Elemental image array

3.2 Display by Plat Lens Array

In the display process, the focal length of the microlens array is 5 mm, and the distance from the microlens array to the display screen is exactly 3 mm which is just the thickness of the microlens array. According to Gauss imaging formula (1), we can calculate the distance between the center depth plane of the image and the microlens array is 7.5 mm, the image is a virtual image which locates inside the display screen.

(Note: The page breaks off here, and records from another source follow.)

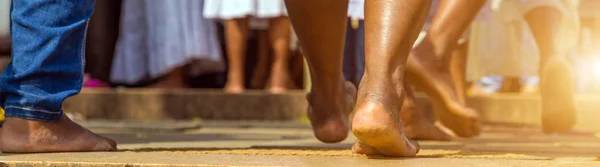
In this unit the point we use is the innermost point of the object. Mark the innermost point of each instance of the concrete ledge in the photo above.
(152, 104)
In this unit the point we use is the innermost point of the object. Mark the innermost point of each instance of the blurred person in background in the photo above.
(500, 46)
(354, 49)
(165, 42)
(589, 57)
(237, 14)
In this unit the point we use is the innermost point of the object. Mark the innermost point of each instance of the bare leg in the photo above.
(391, 28)
(458, 70)
(236, 32)
(416, 125)
(429, 65)
(556, 86)
(262, 63)
(279, 34)
(320, 26)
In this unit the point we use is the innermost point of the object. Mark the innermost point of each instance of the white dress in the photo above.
(230, 9)
(501, 43)
(157, 36)
(356, 9)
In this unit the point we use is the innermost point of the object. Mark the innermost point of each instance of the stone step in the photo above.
(155, 104)
(189, 104)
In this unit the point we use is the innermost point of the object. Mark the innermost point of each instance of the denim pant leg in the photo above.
(348, 67)
(48, 39)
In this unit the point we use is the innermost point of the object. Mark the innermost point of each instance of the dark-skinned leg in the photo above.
(320, 26)
(429, 65)
(556, 86)
(391, 28)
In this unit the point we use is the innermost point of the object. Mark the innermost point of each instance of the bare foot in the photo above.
(329, 110)
(432, 76)
(28, 136)
(556, 88)
(416, 125)
(377, 123)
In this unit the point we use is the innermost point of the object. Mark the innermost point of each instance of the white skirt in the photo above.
(502, 44)
(157, 36)
(356, 9)
(230, 9)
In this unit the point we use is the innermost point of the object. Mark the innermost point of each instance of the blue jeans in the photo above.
(48, 38)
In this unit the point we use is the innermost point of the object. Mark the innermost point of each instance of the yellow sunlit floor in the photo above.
(292, 144)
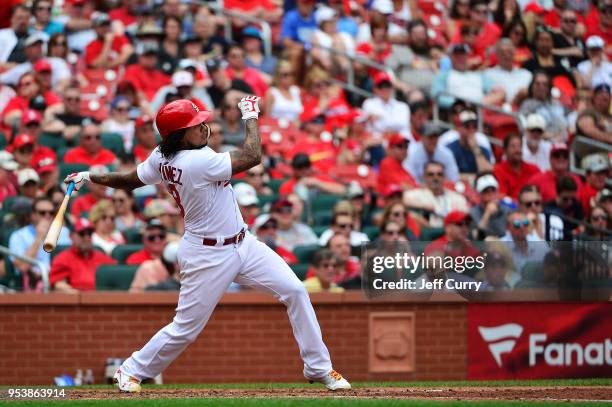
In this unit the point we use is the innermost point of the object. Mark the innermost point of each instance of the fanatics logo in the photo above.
(501, 339)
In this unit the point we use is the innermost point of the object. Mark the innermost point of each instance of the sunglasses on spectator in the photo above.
(152, 238)
(531, 204)
(518, 224)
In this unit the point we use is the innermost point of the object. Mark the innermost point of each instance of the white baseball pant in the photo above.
(206, 273)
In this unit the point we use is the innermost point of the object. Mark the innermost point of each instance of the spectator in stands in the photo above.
(387, 114)
(505, 74)
(7, 167)
(265, 228)
(126, 209)
(237, 68)
(97, 192)
(325, 270)
(74, 269)
(119, 122)
(283, 100)
(597, 168)
(391, 170)
(168, 215)
(13, 37)
(343, 223)
(535, 150)
(252, 42)
(154, 241)
(145, 75)
(414, 64)
(463, 83)
(256, 177)
(559, 167)
(246, 196)
(434, 201)
(567, 42)
(470, 155)
(543, 225)
(512, 173)
(28, 182)
(596, 122)
(102, 216)
(290, 232)
(145, 138)
(90, 151)
(305, 177)
(108, 50)
(428, 149)
(490, 215)
(566, 205)
(27, 241)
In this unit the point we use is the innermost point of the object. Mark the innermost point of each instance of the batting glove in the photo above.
(249, 107)
(79, 179)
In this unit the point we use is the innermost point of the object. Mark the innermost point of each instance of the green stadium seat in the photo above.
(113, 142)
(122, 252)
(305, 254)
(66, 169)
(114, 277)
(300, 270)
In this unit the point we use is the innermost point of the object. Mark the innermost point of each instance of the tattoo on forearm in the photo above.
(250, 155)
(121, 180)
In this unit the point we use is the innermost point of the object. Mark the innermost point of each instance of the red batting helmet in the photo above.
(179, 114)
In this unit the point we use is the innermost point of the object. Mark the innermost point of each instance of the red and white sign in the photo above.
(539, 340)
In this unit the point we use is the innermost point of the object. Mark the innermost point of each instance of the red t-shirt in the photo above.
(392, 172)
(78, 155)
(93, 49)
(147, 82)
(139, 257)
(511, 182)
(253, 78)
(547, 184)
(79, 271)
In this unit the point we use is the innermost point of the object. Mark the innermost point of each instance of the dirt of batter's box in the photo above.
(457, 393)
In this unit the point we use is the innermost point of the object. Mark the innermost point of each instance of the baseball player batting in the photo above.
(216, 248)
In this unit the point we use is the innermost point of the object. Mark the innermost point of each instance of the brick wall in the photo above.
(248, 338)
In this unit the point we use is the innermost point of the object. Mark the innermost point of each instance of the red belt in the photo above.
(230, 240)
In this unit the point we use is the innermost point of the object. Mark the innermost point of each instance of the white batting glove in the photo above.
(79, 179)
(249, 107)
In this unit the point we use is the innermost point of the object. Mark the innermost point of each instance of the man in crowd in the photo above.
(27, 241)
(434, 201)
(153, 240)
(74, 269)
(512, 173)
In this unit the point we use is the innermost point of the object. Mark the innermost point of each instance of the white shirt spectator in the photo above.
(511, 81)
(391, 117)
(418, 157)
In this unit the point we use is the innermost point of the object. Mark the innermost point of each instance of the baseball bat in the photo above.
(58, 222)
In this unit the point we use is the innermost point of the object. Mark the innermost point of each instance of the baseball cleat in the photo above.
(333, 381)
(126, 383)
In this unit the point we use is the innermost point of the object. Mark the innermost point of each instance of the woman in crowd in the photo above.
(105, 235)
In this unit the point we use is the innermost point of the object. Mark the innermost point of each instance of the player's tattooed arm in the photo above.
(121, 180)
(250, 154)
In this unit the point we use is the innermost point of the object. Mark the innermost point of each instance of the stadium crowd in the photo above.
(405, 153)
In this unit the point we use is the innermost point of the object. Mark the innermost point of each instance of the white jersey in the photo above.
(199, 181)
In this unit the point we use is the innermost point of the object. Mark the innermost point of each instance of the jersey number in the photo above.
(177, 197)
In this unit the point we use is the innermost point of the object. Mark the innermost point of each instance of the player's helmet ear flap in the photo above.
(180, 114)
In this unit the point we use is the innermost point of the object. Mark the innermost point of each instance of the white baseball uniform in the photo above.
(199, 181)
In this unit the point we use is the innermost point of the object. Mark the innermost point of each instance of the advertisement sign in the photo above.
(538, 341)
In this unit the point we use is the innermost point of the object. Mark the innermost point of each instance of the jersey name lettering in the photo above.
(171, 174)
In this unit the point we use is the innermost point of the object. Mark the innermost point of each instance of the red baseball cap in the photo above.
(142, 120)
(22, 140)
(42, 66)
(456, 217)
(31, 116)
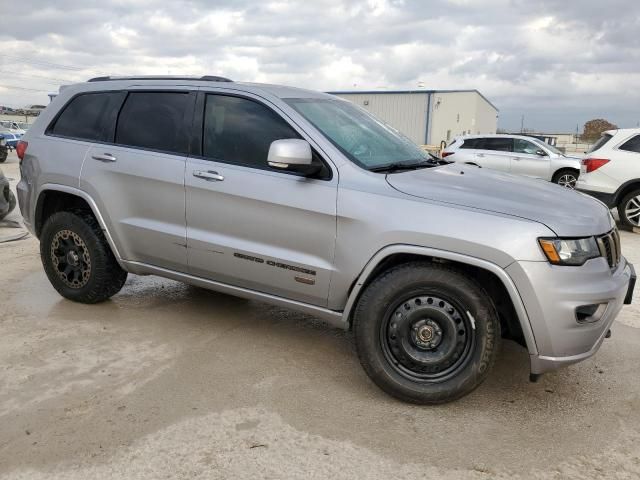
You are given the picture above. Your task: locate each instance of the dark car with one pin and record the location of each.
(7, 199)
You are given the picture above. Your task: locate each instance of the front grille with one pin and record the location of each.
(609, 245)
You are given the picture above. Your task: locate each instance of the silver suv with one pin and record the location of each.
(518, 154)
(304, 200)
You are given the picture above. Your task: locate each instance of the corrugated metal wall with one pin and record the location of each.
(406, 112)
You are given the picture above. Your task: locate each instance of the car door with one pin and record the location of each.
(526, 160)
(625, 159)
(137, 180)
(494, 153)
(247, 224)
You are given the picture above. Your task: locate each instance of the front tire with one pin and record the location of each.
(426, 333)
(629, 209)
(77, 258)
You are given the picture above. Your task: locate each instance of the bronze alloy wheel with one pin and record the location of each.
(427, 338)
(70, 258)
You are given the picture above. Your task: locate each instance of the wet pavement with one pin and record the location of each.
(171, 381)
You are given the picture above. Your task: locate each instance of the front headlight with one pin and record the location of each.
(569, 251)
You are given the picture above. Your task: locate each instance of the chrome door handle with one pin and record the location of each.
(106, 157)
(210, 176)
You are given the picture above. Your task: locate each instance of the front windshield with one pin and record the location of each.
(364, 139)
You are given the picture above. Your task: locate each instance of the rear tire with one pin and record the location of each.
(629, 209)
(567, 177)
(426, 333)
(77, 258)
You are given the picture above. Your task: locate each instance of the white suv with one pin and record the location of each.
(611, 173)
(518, 154)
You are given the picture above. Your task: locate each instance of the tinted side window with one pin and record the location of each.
(498, 144)
(472, 143)
(601, 142)
(240, 131)
(154, 120)
(522, 146)
(632, 145)
(90, 116)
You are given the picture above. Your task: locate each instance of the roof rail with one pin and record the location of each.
(207, 78)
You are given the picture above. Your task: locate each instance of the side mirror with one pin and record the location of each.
(293, 155)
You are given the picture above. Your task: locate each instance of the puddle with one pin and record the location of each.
(11, 231)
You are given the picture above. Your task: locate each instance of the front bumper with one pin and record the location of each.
(551, 295)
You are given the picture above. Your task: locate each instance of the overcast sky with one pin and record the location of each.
(557, 62)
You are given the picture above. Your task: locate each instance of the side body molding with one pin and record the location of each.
(446, 255)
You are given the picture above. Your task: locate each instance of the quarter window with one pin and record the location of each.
(240, 131)
(90, 116)
(601, 142)
(522, 146)
(632, 145)
(498, 144)
(154, 120)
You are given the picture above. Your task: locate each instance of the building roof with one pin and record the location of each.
(369, 92)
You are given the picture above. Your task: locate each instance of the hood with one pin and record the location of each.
(566, 212)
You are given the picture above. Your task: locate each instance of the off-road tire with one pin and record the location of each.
(105, 277)
(12, 202)
(382, 299)
(561, 174)
(622, 206)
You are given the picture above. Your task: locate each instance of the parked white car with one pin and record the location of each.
(517, 154)
(611, 173)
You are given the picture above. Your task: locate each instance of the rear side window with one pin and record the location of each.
(240, 131)
(90, 116)
(631, 145)
(523, 146)
(472, 143)
(601, 142)
(154, 121)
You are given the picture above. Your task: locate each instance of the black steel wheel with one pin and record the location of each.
(427, 338)
(426, 333)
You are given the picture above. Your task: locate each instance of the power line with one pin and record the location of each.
(25, 75)
(43, 63)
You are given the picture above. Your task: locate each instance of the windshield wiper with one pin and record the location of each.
(403, 166)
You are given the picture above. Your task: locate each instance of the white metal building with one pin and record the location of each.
(429, 116)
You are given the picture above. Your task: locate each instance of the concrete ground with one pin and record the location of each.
(170, 381)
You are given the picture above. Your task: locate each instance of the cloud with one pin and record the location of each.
(558, 62)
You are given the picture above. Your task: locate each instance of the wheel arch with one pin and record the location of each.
(53, 198)
(498, 284)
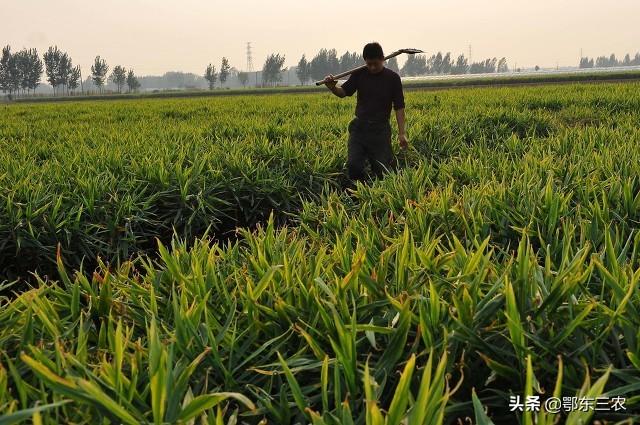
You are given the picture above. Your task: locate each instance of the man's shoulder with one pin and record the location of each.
(391, 73)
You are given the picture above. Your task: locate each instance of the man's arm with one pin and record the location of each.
(402, 132)
(398, 106)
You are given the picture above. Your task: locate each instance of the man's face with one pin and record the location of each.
(374, 65)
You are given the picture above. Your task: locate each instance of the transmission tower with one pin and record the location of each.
(249, 60)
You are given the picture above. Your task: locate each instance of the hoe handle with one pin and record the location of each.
(351, 71)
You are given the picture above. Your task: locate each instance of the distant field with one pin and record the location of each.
(412, 83)
(500, 259)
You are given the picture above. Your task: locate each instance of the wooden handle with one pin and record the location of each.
(351, 71)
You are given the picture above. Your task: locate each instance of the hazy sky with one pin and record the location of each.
(154, 36)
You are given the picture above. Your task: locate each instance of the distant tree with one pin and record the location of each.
(132, 81)
(461, 65)
(99, 71)
(34, 70)
(224, 71)
(211, 76)
(14, 71)
(586, 63)
(324, 63)
(415, 65)
(119, 77)
(392, 64)
(349, 61)
(73, 81)
(502, 65)
(64, 68)
(303, 70)
(52, 64)
(243, 78)
(5, 63)
(272, 68)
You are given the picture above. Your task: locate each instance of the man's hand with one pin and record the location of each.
(330, 82)
(402, 140)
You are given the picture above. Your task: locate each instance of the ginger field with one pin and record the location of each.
(198, 260)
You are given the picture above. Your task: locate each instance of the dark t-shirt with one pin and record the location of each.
(376, 93)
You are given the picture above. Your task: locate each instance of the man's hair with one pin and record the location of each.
(372, 51)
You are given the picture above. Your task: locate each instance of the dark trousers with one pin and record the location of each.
(368, 141)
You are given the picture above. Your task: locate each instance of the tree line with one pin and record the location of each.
(21, 72)
(326, 62)
(609, 61)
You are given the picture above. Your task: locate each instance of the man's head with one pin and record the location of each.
(374, 57)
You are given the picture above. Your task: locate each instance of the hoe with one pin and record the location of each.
(351, 71)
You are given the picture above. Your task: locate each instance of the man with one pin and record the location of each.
(370, 132)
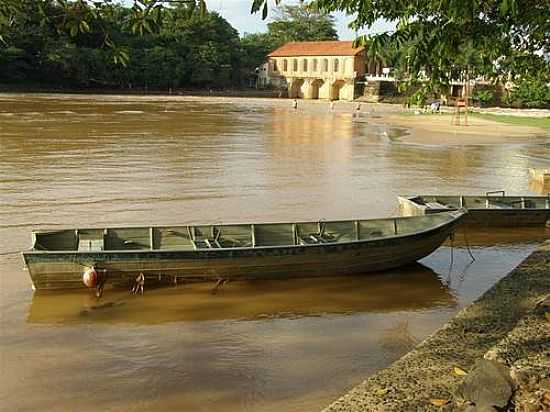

In order to verify the 3D display of the sparse acquisition integral imaging system, we build a device on the optical platform. Firstly, the adjustable lifting platform is fixed on the optical platform to adjust the height from up to down. Then, the manual translation table is fixed on the adjustable lifting platform to adjust from left to right. The slide rail is fixed on the manual translation stage to adjust from forward to backward. Next, the microlens array is placed on the OPPOr9 mobile phone screen. We need to ensure that the edges of the microlens array and the mobile phone screen are parallel. And put them all together on the optical platform. The other mobile phone iphone6 (4.7 inches, resolution 1334 (pixels) * 750 (pixels)) is placed on the slide rail stage, then we turn on the camera of iphone6, slowly adjust the scale of the device to make iphone6 move from left to right, from forward to backward to pick up different view of images. Different perspective views of the device are shown as Fig. 14:

Fig. 14.
figure 14

3D display optical platform

The different viewpoints of images taken from the device are shown in Fig. 15:

Fig. 15.
figure 15

3D reproduction scenes from different perspectives

All the images in Fig. 15 can be found in Fig. 12. For example, Fig. 15(a) is similar to the SI in the fourth row of the fifth column in Fig. 12.

4 Conclusion

In this paper, a sparse acquisition integral imaging system based on color segmentation and integral projection is proposed. We use color segmentation in the HSV space to get different color objects, and use the integral projection method to calculate the disparity values, and then find the average value of the disparities of different objects to reduce the error rate of horizontal/vertical disparity to 0.433%, which is better than the other methods with disparity error rates of 2.597% and 4.762%. The integral projection method commonly used in face recognition and license plate recognition is applied to the integral imaging to obtain the target object position. We do not need to know other parameters such as distance of the object in the acquisition process, we can obtain the disparities only through the information in the pictures. The SI array is obtained by translating the rectangular window with a size of 59 (pixels) * 41 (pixel) according to the disparities. And the EI array is obtained according to the mapping relationship between EI and SI, put the EI array into the phone and place the microlens array on the phone screen to get a good 3D display effect. We can only use 12 * 12 cameras instead of 59 * 41 cameras to obtain the EI array to achieve sparse acquisition. This method makes it easier and more accurate to reproduce the 3D image.